5 STEP MODEL OF THE DECISION MAKING PROCESS
1st step: Defining the problem
Precise definition of a problem is a major step toward its solution. There are also some potential dangers in identifying and defining a problem, such as (e.g) the event which attracts attention may not be the problem, but the symptom of the problem. Such as: A friend not speaking to you is a symptom of a problem, his/her not speaking to you is not the real problem but only the symptom of the problem. The reason for their not speaking is the problem.
2nd Step: Identify the alternative course of action.
Once the problem has been already defined the next step is to identify the alternation choices of action on strategies leading to a solution. During the stage of defining the problem various courses of action usually become obvious. The ideal approach at this stage I for the decision-maker to seek to identify as many potential solutions as possible solutions, and finally the feasible solutions are left.
3rd Step: Evaluating feasible solutions
This stage of the process entails calculating the consequences of the feasible solutions in terms of advantages and disadvantages.
4th Step: Choosing a solution:
At this stage the decision-maker will choose the strategy which comes closest to the attainment of goals and will be based on criteria such as maximum advantages and minimum disadvantages. It is at this time that the decision-maker may become acutely aware of the loneliness of decision making. Decisions are made by the person concerned.
5th Step: Checking the results
Once the decision has been made and implemented the final stage in the process is obtaining feedback on the results. The objective is to discover:-
(i) If the selected solution has achieved the specified objectives and closed the gap between the actual
and the desired performance.
(iii) If the selected solution failed, completely or partly to achieve the objectives, what were the reasons? This analysis will provide useful information to correct the situation.
(iv) How well or badly the decision-maker has performed.
3. APPLYING DECISION MAKING SKILLS
A key aspect of maturity is the ability to do things for oneself to make plans and ‘go for them’, showing self-determination and persistence, rather than needing to be pushed to do things by teachers and parents. .

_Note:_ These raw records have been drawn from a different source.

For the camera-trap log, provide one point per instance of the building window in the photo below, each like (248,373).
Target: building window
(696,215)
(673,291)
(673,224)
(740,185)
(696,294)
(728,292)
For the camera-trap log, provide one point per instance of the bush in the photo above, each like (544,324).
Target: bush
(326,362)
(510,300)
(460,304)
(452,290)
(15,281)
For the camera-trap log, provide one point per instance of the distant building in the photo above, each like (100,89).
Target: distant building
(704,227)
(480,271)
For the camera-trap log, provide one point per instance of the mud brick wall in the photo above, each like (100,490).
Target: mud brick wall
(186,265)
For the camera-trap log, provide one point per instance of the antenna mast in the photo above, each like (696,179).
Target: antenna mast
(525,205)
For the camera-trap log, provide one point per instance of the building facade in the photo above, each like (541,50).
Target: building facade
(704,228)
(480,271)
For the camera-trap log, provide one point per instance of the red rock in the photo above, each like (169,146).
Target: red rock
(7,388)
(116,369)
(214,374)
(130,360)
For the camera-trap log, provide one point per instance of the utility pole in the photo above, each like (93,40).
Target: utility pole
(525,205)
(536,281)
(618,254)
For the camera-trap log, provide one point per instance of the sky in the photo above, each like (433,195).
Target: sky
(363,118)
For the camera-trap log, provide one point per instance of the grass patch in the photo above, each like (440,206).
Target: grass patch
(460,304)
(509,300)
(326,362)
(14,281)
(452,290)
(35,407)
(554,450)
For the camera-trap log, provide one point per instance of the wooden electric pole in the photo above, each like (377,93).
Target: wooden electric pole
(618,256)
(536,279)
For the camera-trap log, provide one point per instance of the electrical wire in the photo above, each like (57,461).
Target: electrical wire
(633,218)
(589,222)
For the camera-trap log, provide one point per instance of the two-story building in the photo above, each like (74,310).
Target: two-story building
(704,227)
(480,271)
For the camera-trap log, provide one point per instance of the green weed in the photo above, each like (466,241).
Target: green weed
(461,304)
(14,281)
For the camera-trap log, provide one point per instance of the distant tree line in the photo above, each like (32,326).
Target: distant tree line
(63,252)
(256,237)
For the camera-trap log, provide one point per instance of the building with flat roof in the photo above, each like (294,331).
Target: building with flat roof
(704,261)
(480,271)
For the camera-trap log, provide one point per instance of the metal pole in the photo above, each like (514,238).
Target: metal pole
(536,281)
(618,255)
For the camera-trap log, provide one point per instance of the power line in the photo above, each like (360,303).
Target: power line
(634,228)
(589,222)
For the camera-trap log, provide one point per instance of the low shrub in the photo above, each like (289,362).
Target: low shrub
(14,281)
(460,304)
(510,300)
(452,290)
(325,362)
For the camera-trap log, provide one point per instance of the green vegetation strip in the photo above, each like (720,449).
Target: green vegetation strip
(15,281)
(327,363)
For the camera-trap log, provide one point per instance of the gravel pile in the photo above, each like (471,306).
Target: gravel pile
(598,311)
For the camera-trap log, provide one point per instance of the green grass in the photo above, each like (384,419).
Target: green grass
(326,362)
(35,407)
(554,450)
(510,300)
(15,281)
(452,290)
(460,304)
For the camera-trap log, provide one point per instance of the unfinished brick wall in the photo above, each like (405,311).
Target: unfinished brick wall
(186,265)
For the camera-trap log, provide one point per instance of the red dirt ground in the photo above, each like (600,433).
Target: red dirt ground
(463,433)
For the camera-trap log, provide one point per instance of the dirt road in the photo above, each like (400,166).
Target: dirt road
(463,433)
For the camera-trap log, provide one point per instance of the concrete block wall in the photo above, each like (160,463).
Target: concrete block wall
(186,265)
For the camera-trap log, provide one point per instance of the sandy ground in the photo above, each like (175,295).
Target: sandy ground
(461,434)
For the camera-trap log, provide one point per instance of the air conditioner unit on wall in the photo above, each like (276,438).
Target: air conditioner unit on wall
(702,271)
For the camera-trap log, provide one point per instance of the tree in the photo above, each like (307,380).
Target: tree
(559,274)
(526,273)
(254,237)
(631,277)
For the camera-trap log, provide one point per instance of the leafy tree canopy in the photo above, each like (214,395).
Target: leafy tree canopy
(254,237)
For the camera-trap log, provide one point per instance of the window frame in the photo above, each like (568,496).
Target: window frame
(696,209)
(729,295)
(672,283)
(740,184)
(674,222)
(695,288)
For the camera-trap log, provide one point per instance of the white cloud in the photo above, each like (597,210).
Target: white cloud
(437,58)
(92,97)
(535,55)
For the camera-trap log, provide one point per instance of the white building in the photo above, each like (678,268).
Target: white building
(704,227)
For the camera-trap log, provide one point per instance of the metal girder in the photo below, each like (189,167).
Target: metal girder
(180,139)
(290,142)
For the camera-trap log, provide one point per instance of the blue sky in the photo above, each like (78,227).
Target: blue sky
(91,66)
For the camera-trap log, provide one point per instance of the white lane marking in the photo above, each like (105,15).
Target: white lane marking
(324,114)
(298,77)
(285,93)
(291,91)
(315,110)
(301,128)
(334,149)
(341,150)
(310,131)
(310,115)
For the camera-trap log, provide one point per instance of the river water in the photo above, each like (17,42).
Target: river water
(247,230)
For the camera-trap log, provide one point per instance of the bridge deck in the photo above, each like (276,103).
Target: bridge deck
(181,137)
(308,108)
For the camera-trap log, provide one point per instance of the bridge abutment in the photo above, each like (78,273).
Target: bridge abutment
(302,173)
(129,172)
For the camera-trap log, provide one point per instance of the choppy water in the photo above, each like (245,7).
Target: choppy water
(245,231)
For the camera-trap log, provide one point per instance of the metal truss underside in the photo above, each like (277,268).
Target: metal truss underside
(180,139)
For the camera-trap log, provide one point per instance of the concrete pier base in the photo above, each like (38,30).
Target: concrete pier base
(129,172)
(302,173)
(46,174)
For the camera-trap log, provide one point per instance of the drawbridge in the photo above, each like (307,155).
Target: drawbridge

Look at the range of decision we make. Individually, or in small groups, pupils write a list of the decisions they make in a day (for example, yesterday). Then draw a line under this list and add any big decisions they made in the last three or four years or decision they think may have to make in the next few years. Discuss the difference and the relationship between everyday decisions and important ones. Are they reached in similar or different way?
Focus on the process of making decisions outlined above.
Pupils could test out these steps making an imaginary decision, for example, how to spend a gift of 100 dollars.